More bizarre is the presence of Carmen Delgado (Paz Vega), a journalist who briefly encounters Rambo during his rescue mission, a character so gossamer-thin it’s easy to believe she was hurriedly shoehorned in during last-minute reshoots, if only to pad the runtime out to scarcely feature length (the film’s runtime sans-credits is just 79 minutes). You might reasonably expect Delgado to join Rambo during his epic third-act rampage, yet she ends up disappearing from the film as abruptly as she enters it.
Then there’s the Bad Guys aka the Martinez brothers (Sergio Peris-Mencheta and Óscar Jaenada), a pair of impossibly generic gangster antagonists so transparent as to barely exist, and whose inevitable comeuppance at Rambo’s hand feels only mildly more eventful than that of the dozens of rent-a-goons he slaughters in the final 20 minutes.
But at least the film doesn’t ruin the title character himself, who is again brought to life with a compellingly heightened decrepitude by Stallone, even if our seventy-something John Rambo is certainly a far more capable hero than your average OAP.
But Stallone clearly has a lot of love left for the character, and does his level-best to ensure his through-line is true to what came before.

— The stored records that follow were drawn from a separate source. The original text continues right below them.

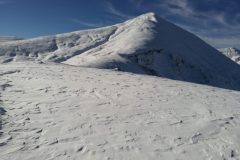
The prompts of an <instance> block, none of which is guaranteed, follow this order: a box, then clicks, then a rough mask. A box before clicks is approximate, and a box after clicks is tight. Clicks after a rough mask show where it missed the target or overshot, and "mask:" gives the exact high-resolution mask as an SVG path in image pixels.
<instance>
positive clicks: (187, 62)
mask: <svg viewBox="0 0 240 160" xmlns="http://www.w3.org/2000/svg"><path fill="white" fill-rule="evenodd" d="M0 55H1V59H2V62H10V61H13V60H14V61H18V60H26V59H30V60H41V61H53V62H61V63H65V64H70V65H75V66H84V67H95V68H108V69H109V68H111V69H112V68H117V69H118V70H122V71H128V72H134V73H143V74H153V75H157V76H161V77H166V78H171V79H176V80H183V81H189V82H195V83H201V84H210V85H214V86H219V87H224V88H232V89H240V85H239V84H240V67H239V66H238V65H237V64H235V63H233V62H232V61H231V60H229V59H228V58H226V57H225V56H223V55H222V54H219V52H218V51H217V50H215V49H214V48H213V47H211V46H209V45H208V44H206V43H205V42H203V41H202V40H201V39H199V38H197V37H196V36H194V35H193V34H191V33H189V32H187V31H185V30H183V29H181V28H179V27H177V26H175V25H174V24H171V23H169V22H167V21H165V20H163V19H162V18H160V17H158V16H157V15H155V14H154V13H148V14H144V15H141V16H139V17H137V18H134V19H131V20H128V21H126V22H124V23H121V24H116V25H113V26H109V27H104V28H99V29H94V30H85V31H78V32H72V33H66V34H60V35H55V36H47V37H40V38H35V39H30V40H23V41H18V42H7V43H4V44H0Z"/></svg>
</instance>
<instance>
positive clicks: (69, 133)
mask: <svg viewBox="0 0 240 160" xmlns="http://www.w3.org/2000/svg"><path fill="white" fill-rule="evenodd" d="M0 61H1V63H0V160H19V159H21V160H79V159H84V160H85V159H86V160H88V159H89V160H90V159H91V160H92V159H97V160H98V159H99V160H102V159H106V160H141V159H142V160H146V159H149V160H157V159H170V160H171V159H174V160H175V159H180V160H193V159H194V160H205V159H208V160H219V159H222V160H226V159H229V160H238V159H240V139H239V137H240V91H239V90H240V66H239V65H238V64H236V63H235V62H233V61H232V60H230V59H229V58H227V57H226V56H224V55H223V54H221V53H219V51H217V50H215V49H214V48H212V47H211V46H209V45H208V44H206V43H205V42H203V41H202V40H200V39H199V38H197V37H196V36H194V35H193V34H191V33H189V32H187V31H184V30H183V29H181V28H179V27H177V26H175V25H173V24H171V23H169V22H167V21H165V20H163V19H161V18H160V17H158V16H156V15H155V14H154V13H148V14H144V15H142V16H139V17H137V18H135V19H131V20H128V21H126V22H124V23H121V24H116V25H113V26H109V27H104V28H99V29H94V30H84V31H77V32H72V33H65V34H59V35H53V36H47V37H39V38H34V39H28V40H20V41H11V42H10V41H9V42H2V43H0ZM135 73H138V74H135ZM150 75H151V76H150ZM191 82H193V83H191ZM214 86H215V87H214Z"/></svg>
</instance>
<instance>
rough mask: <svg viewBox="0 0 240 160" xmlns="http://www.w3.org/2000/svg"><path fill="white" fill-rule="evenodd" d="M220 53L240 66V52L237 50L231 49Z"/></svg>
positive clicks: (232, 47)
mask: <svg viewBox="0 0 240 160" xmlns="http://www.w3.org/2000/svg"><path fill="white" fill-rule="evenodd" d="M219 51H220V52H222V53H223V54H224V55H225V56H227V57H229V58H230V59H231V60H233V61H234V62H237V63H238V64H240V51H239V50H238V49H237V48H234V47H229V48H223V49H219Z"/></svg>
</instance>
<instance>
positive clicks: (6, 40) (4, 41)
mask: <svg viewBox="0 0 240 160" xmlns="http://www.w3.org/2000/svg"><path fill="white" fill-rule="evenodd" d="M17 40H21V38H17V37H8V36H0V43H2V42H9V41H17Z"/></svg>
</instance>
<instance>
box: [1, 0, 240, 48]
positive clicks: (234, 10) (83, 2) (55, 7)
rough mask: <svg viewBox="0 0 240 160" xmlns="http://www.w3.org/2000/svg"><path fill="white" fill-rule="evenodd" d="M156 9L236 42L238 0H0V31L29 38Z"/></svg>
mask: <svg viewBox="0 0 240 160" xmlns="http://www.w3.org/2000/svg"><path fill="white" fill-rule="evenodd" d="M146 12H155V13H157V14H158V15H159V16H161V17H162V18H165V19H167V20H169V21H171V22H173V23H175V24H177V25H179V26H181V27H182V28H184V29H187V30H188V31H190V32H193V33H195V34H196V35H198V36H200V37H201V38H203V39H204V40H206V41H208V42H209V43H210V44H212V45H213V46H215V47H217V48H221V47H229V46H234V47H238V48H240V0H0V36H17V37H22V38H30V37H36V36H42V35H49V34H56V33H64V32H70V31H76V30H81V29H89V28H96V27H102V26H107V25H111V24H115V23H118V22H122V21H125V20H127V19H130V18H132V17H135V16H138V15H140V14H143V13H146Z"/></svg>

Sly proudly bares his creased face in every close-up director Adrian Grunberg is willing to provide, and is the film’s sole bearer of anything approaching honest-to-God humanity.
Yet it’s tough to escape the overall feeling that what should be an affecting, poignant final chapter for the series feels like any other movie – or worse still, any direct-to-VOD thriller Sly has been lending his name and face to lately. The first two acts in particular are fired through with such a casual, unfussed ordinariness that, despite the new setting, there’s very little narrative or character-based meat for anyone to chew on.
Seeing Sly abandon the wilderness to the big city to rescue his cute niece could be cribbed from any one of the numerous Taken knock-offs piped into digital platforms every week, and even Stallone’s self-penned script rarely musters more than generic placeholder dialogue or incidents.
Act three tries somewhat harder with one visceral dramatic moment so good it’s probably embarrassed to be in the movie, and of course, the inevitable murder-a-thon finale. Taking more than a few cues from both Home Alone and Skyfall, Rambo’s final “home defense” showdown with Martinez’s endless army of faceless mooks delivers a glorified supercut of excessively creative killing, even if Grunberg spoils a lot of the fun due to incomprehensible editing choices, distracting CGI gore and poor lighting conditions.
If you were hoping for a climax that might hold a candle to the all-timer ending of 2008’s Rambo, prepare to be bitterly disappointed. If nothing else, it’s persuasive proof that Stallone himself, who helmed that film, probably should’ve been behind the camera for what is apparently the final Rambo outing. But even then, Stallone’s already talked-up the possibility of a sixth go-around (Last Blood: Part II?), so who knows?
Disappointingly generic and technically roughshod, Last Blood satisfies neither as a character drama nor a gonzo action thriller, seemingly ending the Rambo franchise on a cobbled-together whimper.